Eventually both of us smiled at each other.

“Remember that discussion we were just having about you being terse?” he said through a forced smile.

“It rings a bell,” I smirked.

“Well?” he pressed.

“Well what?” I evaded.

“David!” he chuckled.

“Alright, alright,” I said, laughing. “Construction on both the heavy and the high-speed lines started four years ago.”

“Seriously!” he said taken aback. “We’ve got a railroad.”

“Sure do,” I supplied, with a big smile. “State-of-the-art. Mag Levs, even. Cost us a pretty penny.”

“Just one line for each?”

“Technically,” I responded, “but, actually, there are two complete guide-ways for both the heavy and the high-speed; they’re unidirectional paths. None of that pesky shuffling-the-trains-on-a-single-track for us, brother—efficient, efficient, efficient.”

“Wouldn’t it be more efficient to have one guide-way for each, and save the materials?”

“That might be the opinion of some,” I conceded, “but having the double tracks allows one to act as a backup for the other during maintenance or problems, and it makes our scheduling capabilities far more efficient for all the other times.” I paused briefly, but before he could say anything, I added, “Anyway, the last guide-way will be done in three months.”

“Wow,” he said somberly. “Three months, huh. So this is real.”

“Oh it’s real, alright,” I agreed. “Just wait until you see the city so far. Once you do, you’ll sign those papers in a heartbeat and never look back.”


“I am incredibly impressed with how much is already done here, David, but how is this expectation about me setting up and operating the energy distribution supposed to work?” he asked. “It’s not as if I built my company on my own, you know.”

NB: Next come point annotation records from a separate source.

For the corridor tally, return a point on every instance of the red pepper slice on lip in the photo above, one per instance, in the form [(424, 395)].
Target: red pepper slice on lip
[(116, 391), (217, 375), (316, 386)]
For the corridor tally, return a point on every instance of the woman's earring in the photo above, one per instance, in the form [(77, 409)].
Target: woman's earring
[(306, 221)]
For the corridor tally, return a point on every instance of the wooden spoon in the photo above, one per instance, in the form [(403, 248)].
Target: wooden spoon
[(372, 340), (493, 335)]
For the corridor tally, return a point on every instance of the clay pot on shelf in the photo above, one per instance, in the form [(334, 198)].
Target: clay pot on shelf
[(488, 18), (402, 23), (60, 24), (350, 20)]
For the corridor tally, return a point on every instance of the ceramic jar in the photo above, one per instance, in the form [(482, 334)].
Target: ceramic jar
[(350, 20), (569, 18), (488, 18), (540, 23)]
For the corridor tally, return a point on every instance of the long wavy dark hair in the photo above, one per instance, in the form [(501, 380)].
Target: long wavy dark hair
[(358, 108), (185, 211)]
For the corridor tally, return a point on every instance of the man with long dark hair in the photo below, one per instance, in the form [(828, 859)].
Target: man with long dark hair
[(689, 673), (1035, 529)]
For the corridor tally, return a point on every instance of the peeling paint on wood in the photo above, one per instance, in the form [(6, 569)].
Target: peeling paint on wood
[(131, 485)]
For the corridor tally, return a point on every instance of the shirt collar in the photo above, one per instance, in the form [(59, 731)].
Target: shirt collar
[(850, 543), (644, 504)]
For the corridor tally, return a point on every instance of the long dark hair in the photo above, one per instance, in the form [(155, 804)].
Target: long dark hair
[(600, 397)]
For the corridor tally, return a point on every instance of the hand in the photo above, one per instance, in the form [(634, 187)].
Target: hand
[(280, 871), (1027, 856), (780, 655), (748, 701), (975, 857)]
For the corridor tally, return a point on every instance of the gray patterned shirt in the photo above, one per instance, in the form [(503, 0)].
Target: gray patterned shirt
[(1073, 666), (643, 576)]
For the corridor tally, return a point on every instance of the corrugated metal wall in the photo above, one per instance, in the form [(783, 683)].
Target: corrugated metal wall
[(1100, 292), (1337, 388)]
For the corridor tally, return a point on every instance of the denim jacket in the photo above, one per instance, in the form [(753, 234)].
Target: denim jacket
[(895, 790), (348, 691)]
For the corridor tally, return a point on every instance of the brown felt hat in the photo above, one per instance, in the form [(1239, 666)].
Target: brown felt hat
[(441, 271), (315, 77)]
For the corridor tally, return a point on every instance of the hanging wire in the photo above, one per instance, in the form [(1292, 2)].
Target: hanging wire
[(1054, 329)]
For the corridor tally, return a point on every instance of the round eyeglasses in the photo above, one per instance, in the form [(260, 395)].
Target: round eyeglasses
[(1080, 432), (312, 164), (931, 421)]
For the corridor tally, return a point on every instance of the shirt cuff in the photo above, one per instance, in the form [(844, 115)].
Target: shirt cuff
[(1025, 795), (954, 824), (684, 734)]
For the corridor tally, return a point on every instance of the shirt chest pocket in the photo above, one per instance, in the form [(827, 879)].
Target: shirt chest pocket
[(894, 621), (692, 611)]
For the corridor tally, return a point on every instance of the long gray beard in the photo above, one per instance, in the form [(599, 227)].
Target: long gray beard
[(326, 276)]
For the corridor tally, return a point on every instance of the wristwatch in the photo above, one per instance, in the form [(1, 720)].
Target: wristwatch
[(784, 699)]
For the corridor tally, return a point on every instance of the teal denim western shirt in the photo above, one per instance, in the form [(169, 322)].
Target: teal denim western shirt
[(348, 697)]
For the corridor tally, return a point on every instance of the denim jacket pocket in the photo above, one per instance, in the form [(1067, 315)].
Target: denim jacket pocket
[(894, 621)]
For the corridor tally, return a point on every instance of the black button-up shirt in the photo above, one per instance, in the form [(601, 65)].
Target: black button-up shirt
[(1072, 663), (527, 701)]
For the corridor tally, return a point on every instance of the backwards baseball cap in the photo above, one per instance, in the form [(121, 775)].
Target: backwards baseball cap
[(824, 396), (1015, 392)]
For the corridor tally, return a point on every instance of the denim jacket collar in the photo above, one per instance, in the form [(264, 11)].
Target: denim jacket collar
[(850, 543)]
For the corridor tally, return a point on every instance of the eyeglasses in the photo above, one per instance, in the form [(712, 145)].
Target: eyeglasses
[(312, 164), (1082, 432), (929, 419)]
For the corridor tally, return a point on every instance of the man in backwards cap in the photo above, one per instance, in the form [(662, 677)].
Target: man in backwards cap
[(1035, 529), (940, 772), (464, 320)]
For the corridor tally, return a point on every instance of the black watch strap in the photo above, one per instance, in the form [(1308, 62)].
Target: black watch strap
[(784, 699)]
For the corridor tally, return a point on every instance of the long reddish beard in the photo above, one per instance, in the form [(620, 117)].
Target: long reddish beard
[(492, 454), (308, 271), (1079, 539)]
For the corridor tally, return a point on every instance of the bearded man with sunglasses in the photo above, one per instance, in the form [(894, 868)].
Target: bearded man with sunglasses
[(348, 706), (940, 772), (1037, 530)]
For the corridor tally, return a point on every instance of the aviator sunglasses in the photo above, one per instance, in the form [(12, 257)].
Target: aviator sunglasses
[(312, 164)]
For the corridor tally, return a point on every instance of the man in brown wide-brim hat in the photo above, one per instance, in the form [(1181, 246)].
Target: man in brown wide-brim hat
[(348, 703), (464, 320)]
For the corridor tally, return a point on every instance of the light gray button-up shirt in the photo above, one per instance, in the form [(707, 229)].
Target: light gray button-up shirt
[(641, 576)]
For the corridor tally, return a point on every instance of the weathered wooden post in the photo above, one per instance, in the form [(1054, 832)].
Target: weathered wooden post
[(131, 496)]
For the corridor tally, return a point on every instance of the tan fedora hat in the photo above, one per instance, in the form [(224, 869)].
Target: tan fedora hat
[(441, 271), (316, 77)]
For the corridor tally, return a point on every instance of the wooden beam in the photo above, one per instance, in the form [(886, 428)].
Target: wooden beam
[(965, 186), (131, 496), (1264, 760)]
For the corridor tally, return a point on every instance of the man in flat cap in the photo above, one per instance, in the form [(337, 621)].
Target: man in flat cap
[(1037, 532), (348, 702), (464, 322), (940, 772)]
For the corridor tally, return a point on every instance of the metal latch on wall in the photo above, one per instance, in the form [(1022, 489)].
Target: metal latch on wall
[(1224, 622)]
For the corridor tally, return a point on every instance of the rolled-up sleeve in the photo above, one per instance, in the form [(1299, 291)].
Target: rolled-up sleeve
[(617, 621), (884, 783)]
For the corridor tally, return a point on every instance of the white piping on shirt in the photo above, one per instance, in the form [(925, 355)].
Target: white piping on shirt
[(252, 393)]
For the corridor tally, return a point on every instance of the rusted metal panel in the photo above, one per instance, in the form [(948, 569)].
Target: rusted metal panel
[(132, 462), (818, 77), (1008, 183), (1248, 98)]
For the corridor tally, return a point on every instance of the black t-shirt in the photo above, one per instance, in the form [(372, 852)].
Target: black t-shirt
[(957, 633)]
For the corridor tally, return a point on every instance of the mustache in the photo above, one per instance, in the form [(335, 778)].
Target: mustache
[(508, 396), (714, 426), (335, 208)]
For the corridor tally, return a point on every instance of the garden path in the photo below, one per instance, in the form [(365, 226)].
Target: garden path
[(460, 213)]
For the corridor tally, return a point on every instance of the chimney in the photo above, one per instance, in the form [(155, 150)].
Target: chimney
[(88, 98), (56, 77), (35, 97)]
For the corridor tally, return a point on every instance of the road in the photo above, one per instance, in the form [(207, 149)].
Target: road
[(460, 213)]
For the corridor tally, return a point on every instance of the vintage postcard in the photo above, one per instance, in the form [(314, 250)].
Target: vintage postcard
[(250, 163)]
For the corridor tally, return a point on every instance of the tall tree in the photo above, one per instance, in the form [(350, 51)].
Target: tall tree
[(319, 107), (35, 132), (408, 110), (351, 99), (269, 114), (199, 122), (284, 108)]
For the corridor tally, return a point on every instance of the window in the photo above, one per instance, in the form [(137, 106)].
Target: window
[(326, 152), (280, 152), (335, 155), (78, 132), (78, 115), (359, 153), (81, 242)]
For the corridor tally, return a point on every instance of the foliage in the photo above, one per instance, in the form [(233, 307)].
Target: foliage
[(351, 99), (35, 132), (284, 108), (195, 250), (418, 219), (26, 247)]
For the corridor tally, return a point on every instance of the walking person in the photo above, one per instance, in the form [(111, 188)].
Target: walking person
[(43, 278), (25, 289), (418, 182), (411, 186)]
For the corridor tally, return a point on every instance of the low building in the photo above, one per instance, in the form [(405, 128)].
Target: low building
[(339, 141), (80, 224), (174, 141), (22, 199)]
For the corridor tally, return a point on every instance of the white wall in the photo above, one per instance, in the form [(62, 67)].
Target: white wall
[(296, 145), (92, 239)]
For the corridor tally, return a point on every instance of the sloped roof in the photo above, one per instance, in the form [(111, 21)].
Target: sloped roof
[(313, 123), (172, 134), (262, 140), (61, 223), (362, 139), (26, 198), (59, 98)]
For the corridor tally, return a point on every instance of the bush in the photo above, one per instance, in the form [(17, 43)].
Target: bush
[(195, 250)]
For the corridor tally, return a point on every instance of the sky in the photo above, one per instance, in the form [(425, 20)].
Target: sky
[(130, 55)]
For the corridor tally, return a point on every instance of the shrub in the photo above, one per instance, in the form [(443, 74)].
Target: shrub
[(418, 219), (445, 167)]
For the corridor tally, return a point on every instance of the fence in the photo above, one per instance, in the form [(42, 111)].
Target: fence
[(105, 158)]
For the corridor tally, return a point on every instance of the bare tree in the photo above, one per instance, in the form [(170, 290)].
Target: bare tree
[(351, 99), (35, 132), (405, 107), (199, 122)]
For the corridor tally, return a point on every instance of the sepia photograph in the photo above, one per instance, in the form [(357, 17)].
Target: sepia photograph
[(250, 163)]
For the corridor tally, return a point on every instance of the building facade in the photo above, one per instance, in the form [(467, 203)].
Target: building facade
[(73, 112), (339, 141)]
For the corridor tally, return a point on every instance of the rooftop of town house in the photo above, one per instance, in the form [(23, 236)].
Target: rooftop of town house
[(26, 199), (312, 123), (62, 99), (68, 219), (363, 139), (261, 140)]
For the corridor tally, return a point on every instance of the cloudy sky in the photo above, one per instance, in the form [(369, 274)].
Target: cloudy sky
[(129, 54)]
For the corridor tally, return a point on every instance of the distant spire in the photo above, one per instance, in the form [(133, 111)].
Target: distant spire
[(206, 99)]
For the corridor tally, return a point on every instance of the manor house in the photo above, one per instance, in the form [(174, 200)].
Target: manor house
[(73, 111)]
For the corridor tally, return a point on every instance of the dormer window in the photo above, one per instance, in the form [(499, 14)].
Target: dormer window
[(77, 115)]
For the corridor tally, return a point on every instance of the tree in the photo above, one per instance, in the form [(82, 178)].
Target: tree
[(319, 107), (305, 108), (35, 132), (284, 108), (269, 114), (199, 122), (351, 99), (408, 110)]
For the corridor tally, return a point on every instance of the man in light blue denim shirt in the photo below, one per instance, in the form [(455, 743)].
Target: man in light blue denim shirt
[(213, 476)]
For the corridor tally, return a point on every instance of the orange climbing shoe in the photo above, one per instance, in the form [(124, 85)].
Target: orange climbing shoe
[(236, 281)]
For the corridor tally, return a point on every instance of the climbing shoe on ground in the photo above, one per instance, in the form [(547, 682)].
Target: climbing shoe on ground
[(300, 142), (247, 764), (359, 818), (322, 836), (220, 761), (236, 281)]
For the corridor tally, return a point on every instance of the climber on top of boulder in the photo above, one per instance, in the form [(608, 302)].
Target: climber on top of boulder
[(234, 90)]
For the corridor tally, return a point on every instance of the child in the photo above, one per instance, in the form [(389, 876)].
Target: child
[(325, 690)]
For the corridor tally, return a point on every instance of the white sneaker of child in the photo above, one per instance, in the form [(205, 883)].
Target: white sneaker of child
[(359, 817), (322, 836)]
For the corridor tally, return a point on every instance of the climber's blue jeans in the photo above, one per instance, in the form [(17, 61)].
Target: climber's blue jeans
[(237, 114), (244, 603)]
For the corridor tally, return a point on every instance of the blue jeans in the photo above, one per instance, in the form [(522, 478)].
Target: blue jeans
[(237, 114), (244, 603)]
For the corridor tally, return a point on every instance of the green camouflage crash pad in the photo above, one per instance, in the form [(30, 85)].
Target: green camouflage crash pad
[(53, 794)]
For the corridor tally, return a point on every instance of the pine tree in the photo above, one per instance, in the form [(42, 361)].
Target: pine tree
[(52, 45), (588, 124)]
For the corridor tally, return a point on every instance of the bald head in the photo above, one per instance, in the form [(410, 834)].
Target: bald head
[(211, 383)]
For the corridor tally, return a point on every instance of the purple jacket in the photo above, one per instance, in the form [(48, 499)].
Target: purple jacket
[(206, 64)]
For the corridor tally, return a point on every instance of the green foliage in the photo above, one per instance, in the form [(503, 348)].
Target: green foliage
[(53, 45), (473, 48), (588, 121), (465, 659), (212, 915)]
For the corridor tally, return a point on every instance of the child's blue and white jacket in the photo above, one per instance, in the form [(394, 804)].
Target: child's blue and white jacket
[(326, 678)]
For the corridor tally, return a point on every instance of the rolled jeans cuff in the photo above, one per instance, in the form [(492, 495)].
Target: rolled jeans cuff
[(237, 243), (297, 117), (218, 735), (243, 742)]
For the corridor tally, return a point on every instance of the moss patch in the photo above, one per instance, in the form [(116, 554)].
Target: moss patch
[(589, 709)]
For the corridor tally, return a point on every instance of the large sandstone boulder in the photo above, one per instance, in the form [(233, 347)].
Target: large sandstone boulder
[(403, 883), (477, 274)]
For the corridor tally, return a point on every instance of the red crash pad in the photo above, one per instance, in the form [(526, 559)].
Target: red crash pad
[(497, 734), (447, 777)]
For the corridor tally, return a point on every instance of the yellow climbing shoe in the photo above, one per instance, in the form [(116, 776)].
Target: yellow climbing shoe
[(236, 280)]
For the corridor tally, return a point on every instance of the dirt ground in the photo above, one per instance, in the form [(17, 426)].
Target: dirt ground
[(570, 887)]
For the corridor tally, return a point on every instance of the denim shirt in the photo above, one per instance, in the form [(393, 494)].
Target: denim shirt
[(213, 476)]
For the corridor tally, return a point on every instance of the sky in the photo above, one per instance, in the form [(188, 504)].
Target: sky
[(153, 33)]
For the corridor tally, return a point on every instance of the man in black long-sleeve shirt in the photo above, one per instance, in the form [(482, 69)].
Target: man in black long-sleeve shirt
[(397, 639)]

“First off, don’t sell what you did short,” I encouraged, “but in regards to your concern, a clause to help with that was written into the agreement. Of those employees you should choose—and that are willing—you’ll be able to bring one thousand.”

“What!” he said slightly stunned. “I’ll be able to bring a thousand of my employees with me?”


“How is that going to work?” he threw his hands up. “They’re just supposed to uproot their lives and move to the middle of nowhere.”

“No one is going to force them, by any means,” I assured. “Furthermore, don’t you think any of them would be enticed by what we have to offer them?”

“What we have to offer them is foreign, undeveloped, untested, frontier living.”

“Frontier living, you say,” I eyed him brusquely, “with state-of-the-art facilities in every capacity, free healthcare, the most efficient transportation system, guaranteed income, better housing, and safe and secure living.”

“Yeah, but it is in the middle of nowhere, and it is all untested,” he reiterated.

“Thomas, you’ve walk the streets; you’ve seen the facilities. Don’t you think some of them will be interested?”

“Yes, you’re right,” he smiled. “I’m sure some will.”

“So you’re on board!”

“Yes, little brother, I am. Now let’s head back and gather up our families; we’ve got ourselves a country to run.”